New Year, New Scope!
Note: Verizon Media is now known as Yahoo.
Welcome to 2021, we are so happy to be here. In a previous message we promised that we would have some new scope for you all to look at in our public bug bounty program. The time has come, today is that day!
In line with our past strategy of featuring certain products or features during live hacking events, and then releasing them into scope for our public program, please review the changes to our program policy to make sure that you know exactly what has changed. This post should just serve you as a guide for what to look for.
New Assets
These assets were featured during H1-2010 (Qualifier and Final) and, just like many of our others, have some third party components to them and other bits and bobs that are out of scope for awards. Please make sure you review our Policy page for further details.
AOL Homepage
AOL Search
AOL Help
- help.aol.com
- assistance.aol.fr
- help.aol.co.uk
- hilfe.aol.de
- helpconnect.netscape.com
- help.compuserve.com
Yahoo Elections
This was implicitly included, but will now be separated as an explicit item. These pages most likely won’t have much that is interesting until the next US election cycle begins.
- https://www.yahoo.com/elections?ref=electionsNight
- https://www.yahoo.com/elections/senate?ref=electionsNight
- https://www.yahoo.com/elections/house?ref=electionsNight
- https://www.yahoo.com/elections/state/al?ref=electionsNight (and all other US state pages)
Media Platform Marketing Website
- *.verizondigitalmedia.com
- www.verizondigitalmedia.com (prod)
- stage-www.verizondigitalmedia.com (staging, only non-english content)

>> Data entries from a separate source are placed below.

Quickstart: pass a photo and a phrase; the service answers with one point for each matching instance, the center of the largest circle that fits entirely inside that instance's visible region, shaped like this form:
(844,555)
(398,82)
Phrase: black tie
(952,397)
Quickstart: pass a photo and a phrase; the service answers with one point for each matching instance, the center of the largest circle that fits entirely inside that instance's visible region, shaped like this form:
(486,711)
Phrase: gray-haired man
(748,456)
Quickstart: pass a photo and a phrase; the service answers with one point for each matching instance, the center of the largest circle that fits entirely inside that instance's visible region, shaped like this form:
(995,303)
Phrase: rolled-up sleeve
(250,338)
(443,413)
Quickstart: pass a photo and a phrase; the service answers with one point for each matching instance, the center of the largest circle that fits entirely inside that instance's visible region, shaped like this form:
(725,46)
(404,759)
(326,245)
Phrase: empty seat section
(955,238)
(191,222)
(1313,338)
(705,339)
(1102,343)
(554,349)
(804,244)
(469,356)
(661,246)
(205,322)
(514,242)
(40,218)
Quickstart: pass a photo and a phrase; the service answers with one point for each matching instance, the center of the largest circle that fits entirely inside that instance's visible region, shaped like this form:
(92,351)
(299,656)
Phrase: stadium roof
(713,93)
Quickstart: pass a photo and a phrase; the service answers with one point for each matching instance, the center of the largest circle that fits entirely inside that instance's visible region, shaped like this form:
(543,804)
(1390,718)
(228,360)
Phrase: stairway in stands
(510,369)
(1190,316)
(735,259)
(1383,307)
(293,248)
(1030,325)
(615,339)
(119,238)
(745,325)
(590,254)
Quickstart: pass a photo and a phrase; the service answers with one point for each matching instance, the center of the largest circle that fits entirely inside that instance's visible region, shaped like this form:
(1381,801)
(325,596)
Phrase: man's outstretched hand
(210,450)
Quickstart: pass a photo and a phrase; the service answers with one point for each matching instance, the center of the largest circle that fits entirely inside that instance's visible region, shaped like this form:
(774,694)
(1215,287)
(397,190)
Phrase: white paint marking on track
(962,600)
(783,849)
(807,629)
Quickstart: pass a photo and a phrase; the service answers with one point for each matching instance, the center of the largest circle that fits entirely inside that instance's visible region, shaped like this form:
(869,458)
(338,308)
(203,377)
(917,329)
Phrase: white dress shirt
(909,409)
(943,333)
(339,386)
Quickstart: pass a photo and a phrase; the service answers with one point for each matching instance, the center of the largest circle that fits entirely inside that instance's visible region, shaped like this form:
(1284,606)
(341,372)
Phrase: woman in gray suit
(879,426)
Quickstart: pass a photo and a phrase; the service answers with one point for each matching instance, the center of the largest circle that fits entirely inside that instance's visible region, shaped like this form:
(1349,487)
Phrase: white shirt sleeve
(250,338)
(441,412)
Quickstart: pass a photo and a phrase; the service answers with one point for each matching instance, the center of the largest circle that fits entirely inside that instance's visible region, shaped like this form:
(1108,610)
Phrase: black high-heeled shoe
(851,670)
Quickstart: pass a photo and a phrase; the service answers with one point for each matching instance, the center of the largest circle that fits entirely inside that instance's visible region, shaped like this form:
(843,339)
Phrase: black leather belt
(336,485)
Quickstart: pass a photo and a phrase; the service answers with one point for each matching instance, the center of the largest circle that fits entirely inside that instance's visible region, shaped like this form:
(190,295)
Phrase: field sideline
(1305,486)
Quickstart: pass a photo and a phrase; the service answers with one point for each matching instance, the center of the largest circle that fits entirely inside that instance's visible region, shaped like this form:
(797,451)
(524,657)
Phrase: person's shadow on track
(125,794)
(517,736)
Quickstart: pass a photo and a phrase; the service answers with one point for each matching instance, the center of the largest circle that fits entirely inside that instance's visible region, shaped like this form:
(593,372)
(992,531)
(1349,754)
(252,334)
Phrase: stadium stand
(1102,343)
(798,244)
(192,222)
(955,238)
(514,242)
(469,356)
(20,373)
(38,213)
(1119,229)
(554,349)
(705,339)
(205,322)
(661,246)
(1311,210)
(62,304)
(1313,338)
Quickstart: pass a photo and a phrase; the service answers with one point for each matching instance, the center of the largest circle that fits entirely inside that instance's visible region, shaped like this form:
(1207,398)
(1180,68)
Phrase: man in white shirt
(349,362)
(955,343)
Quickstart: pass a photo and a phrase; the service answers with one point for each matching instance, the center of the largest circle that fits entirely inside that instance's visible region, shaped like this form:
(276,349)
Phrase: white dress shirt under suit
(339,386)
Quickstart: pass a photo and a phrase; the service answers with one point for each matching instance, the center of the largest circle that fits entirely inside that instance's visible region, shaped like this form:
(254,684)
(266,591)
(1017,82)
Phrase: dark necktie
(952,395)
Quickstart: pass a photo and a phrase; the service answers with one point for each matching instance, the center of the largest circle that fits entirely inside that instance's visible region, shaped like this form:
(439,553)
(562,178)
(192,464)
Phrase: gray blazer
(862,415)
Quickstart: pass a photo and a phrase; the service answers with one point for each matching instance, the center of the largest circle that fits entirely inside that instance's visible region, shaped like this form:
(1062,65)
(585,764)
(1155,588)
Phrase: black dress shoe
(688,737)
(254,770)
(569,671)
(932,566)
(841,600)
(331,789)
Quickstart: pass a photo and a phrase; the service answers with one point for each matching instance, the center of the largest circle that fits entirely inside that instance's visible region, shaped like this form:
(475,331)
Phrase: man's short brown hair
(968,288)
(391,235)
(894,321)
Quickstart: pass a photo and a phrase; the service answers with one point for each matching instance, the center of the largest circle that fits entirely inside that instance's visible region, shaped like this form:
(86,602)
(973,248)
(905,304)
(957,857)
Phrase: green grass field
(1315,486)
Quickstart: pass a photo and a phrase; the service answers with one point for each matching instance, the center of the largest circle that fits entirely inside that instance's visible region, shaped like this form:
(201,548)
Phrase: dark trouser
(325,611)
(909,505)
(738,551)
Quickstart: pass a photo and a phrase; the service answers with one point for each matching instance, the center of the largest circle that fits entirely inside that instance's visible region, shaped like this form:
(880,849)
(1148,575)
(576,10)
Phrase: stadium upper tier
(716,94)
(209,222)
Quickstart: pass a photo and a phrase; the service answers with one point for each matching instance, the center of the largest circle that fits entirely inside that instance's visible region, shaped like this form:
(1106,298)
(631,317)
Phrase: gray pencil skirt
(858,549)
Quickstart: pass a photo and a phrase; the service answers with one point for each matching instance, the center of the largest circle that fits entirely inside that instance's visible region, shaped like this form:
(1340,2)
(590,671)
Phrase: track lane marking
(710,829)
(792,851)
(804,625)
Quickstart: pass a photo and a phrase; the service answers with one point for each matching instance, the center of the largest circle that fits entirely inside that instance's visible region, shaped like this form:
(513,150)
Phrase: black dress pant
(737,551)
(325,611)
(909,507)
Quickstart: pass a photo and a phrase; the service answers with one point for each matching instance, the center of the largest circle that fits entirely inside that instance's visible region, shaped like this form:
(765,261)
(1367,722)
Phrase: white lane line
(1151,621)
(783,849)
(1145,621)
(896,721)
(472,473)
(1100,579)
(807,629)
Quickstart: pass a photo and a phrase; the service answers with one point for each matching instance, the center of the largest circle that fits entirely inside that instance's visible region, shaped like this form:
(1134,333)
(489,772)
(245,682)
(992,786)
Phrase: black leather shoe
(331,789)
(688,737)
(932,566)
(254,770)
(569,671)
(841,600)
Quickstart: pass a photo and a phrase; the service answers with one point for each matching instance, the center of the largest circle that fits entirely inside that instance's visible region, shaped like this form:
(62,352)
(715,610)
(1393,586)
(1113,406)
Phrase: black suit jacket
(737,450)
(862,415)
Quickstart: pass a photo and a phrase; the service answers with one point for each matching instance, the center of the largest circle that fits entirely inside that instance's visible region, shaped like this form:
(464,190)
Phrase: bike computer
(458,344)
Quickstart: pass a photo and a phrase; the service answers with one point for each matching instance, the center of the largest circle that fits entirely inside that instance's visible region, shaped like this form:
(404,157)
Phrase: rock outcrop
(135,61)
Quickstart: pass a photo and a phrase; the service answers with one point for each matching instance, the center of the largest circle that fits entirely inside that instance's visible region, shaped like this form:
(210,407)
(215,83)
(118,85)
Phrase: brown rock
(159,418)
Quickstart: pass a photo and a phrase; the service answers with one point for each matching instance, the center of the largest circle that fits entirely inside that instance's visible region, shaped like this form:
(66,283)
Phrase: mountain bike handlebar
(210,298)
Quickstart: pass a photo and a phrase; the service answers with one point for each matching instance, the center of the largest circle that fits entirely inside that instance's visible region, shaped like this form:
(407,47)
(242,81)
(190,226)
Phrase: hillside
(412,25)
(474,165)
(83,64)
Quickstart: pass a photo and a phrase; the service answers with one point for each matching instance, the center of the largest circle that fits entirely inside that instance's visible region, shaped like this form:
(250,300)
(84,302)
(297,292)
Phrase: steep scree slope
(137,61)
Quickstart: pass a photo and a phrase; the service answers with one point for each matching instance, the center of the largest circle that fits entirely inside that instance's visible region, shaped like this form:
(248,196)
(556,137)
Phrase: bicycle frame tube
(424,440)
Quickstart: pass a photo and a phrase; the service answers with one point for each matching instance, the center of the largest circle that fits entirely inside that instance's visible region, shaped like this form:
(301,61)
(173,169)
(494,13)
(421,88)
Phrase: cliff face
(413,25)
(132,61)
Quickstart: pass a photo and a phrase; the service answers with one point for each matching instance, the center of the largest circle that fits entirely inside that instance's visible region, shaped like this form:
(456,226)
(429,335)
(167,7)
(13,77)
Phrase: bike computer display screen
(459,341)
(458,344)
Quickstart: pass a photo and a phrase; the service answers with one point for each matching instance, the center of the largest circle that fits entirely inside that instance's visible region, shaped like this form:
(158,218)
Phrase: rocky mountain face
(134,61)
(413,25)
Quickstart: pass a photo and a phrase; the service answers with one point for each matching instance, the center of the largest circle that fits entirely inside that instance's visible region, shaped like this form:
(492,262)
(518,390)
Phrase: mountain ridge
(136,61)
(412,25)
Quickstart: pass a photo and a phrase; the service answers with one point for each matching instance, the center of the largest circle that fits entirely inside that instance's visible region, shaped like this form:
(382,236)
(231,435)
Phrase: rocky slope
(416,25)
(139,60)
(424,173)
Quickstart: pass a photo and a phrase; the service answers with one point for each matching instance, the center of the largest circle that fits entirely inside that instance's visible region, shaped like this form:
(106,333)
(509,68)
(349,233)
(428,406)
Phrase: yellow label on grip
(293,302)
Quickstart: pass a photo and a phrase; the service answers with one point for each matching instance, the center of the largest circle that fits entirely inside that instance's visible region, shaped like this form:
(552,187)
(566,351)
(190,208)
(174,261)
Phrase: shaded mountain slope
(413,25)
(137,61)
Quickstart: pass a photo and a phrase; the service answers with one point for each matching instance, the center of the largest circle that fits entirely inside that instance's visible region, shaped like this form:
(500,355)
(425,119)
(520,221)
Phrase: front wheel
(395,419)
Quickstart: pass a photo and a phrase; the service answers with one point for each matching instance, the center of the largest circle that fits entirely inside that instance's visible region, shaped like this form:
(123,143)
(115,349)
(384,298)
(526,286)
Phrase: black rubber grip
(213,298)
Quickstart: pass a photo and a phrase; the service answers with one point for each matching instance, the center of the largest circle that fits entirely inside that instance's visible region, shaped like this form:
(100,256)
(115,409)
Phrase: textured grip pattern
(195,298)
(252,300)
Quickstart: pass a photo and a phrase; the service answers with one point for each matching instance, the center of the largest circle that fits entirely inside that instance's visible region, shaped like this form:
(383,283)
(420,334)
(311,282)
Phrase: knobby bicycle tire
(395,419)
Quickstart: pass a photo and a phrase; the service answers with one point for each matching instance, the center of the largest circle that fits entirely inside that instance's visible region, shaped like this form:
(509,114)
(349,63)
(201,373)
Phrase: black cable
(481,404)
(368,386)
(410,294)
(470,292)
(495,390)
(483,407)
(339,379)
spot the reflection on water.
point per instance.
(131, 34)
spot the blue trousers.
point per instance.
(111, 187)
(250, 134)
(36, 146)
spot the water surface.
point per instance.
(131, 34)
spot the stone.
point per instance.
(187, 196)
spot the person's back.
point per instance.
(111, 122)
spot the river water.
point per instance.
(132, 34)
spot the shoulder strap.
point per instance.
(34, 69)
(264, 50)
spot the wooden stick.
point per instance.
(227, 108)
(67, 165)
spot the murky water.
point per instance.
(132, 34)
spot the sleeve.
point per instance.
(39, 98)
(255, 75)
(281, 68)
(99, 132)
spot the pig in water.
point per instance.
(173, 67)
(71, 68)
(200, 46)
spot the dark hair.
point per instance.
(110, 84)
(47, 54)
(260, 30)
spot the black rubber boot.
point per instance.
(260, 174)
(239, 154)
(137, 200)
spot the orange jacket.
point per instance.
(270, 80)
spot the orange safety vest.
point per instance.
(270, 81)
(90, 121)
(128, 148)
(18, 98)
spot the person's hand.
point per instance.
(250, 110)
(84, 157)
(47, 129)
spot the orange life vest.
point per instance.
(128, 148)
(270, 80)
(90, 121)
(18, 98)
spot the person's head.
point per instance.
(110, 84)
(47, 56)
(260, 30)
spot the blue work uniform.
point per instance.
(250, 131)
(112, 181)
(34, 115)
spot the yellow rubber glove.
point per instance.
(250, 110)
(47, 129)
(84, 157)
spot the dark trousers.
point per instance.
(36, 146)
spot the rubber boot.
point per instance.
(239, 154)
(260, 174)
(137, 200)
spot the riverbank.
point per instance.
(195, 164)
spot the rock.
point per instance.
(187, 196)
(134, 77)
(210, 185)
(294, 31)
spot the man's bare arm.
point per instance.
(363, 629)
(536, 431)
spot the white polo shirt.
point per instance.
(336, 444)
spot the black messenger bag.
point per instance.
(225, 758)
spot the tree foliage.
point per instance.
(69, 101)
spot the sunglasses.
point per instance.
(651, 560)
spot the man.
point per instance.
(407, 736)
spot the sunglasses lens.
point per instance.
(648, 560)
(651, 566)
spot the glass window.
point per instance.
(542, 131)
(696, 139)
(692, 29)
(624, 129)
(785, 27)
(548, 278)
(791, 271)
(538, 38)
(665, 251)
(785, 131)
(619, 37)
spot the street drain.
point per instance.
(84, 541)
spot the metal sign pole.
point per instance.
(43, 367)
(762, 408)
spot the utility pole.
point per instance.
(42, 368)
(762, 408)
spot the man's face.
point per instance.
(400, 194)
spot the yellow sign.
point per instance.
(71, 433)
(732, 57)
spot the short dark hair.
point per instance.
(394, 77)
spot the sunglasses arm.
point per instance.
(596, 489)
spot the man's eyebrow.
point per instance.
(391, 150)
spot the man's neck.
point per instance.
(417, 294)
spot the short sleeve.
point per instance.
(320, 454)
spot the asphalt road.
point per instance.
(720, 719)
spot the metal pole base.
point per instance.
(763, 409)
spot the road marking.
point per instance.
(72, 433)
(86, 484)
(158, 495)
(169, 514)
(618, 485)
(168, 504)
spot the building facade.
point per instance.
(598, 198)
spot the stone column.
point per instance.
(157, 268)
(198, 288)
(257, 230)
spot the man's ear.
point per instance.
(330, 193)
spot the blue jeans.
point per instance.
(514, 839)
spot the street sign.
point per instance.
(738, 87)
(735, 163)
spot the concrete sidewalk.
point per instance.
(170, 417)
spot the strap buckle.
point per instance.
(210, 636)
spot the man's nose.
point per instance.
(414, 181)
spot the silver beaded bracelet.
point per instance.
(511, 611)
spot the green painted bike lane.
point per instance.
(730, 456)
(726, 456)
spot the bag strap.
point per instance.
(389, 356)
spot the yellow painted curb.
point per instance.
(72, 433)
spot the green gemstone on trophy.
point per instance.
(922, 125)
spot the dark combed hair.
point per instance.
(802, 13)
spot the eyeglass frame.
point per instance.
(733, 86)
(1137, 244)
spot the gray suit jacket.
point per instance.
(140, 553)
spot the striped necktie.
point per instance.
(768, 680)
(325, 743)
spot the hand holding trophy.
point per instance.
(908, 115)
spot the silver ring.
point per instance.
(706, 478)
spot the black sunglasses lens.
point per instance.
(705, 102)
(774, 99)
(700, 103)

- research.verizondigitalmedia.com
Media Platforms Engineering Blog
Flash - It’s gone
This makes up such a small market share to begin with, and most of the reports we have seen are not even really issues with our code so they haven’t earned awards. Flash has been officially end-of-lifed as of December 31, 2020. Starting January 1, 2021 our program will not award bounties for bugs related to Flash any longer. This aligns with our practices of (1) not awarding for bugs in third party code and (2) requiring proof of concepts to function within common operating environments. We think your time (and our money) is better spent finding other bugs that might be out there. Flash has been moved to the Out of Scope section of our policy.
That’s all for now. We will have more exciting news in the near future.